It is rather a shame that five years after, this long awaited hydroelectric project should be entangled in a claws of corruption. There is no gainsaying that Cameroon is ranked as one of the most corrupt countries in the world. This is evidenced by Transparency International reports as well as reports from the Mo Ibrahim Foundation. Several authorities have been arrested because of corrupt malpractices especially with respect to water and energy projects but the situation continues to get worse. Part of the reason why Cameroon is still plagued by such scandals is that there are so many uncoordinated and inadequate legal and institutional safeguards in place to fight corruption. It is true that the country has several anti corruption units especially housed in ministerial departments, but in actual fact these anti corruption units are inefficient and poorly staffed. It is very disturbing that an anti corruption agency such as CONAC should produce its 2014 report in 2016. The production of a report of such magnitude should be twice a year.
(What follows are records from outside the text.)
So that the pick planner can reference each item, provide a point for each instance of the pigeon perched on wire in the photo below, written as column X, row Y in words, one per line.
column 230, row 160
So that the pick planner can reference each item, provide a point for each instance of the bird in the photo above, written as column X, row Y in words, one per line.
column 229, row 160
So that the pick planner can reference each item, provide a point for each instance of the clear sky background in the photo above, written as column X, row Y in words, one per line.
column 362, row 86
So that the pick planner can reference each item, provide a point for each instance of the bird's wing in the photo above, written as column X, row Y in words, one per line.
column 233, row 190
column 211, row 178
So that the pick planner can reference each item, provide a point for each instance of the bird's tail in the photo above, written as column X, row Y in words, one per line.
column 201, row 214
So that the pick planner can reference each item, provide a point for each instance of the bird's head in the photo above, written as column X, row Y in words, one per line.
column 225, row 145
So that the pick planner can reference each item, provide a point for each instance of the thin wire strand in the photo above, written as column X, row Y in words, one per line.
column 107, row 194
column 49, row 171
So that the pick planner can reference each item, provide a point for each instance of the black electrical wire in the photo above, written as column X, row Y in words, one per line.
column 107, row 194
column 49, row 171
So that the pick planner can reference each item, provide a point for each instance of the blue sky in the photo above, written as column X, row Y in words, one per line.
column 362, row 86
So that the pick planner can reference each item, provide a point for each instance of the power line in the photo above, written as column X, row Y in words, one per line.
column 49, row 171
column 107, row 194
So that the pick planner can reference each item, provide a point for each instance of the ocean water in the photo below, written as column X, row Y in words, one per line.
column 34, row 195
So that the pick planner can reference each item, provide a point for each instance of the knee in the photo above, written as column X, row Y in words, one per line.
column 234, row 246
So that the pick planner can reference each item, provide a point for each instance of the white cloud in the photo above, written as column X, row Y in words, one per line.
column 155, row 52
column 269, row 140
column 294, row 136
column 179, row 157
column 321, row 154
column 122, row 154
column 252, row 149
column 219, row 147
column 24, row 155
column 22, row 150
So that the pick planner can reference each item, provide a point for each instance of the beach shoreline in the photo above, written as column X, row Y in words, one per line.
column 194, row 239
Besides findings of other corruption agency in the country remain a secret to the Cameroon population and the international community. There is no need for the creation of several ineffective anti corruption agencies which are heavily funded by taxpayer’s monies while the country continues to be ranked as one of the most corrupt countries in the world.

The country has to thus revisit its anti corruption strategy especially with respect to hydroelectric projects such as the Memve’ele hydroelectric project. Government officials commissioned to undergo such compensations need to be well trained. There is equally a need for mixed commissions which include anti corruption experts, members of the companies carrying of the projects, representatives of the populations like Mayors and Parliamentarians and Senators. Such measures may go a long way to curb corruption.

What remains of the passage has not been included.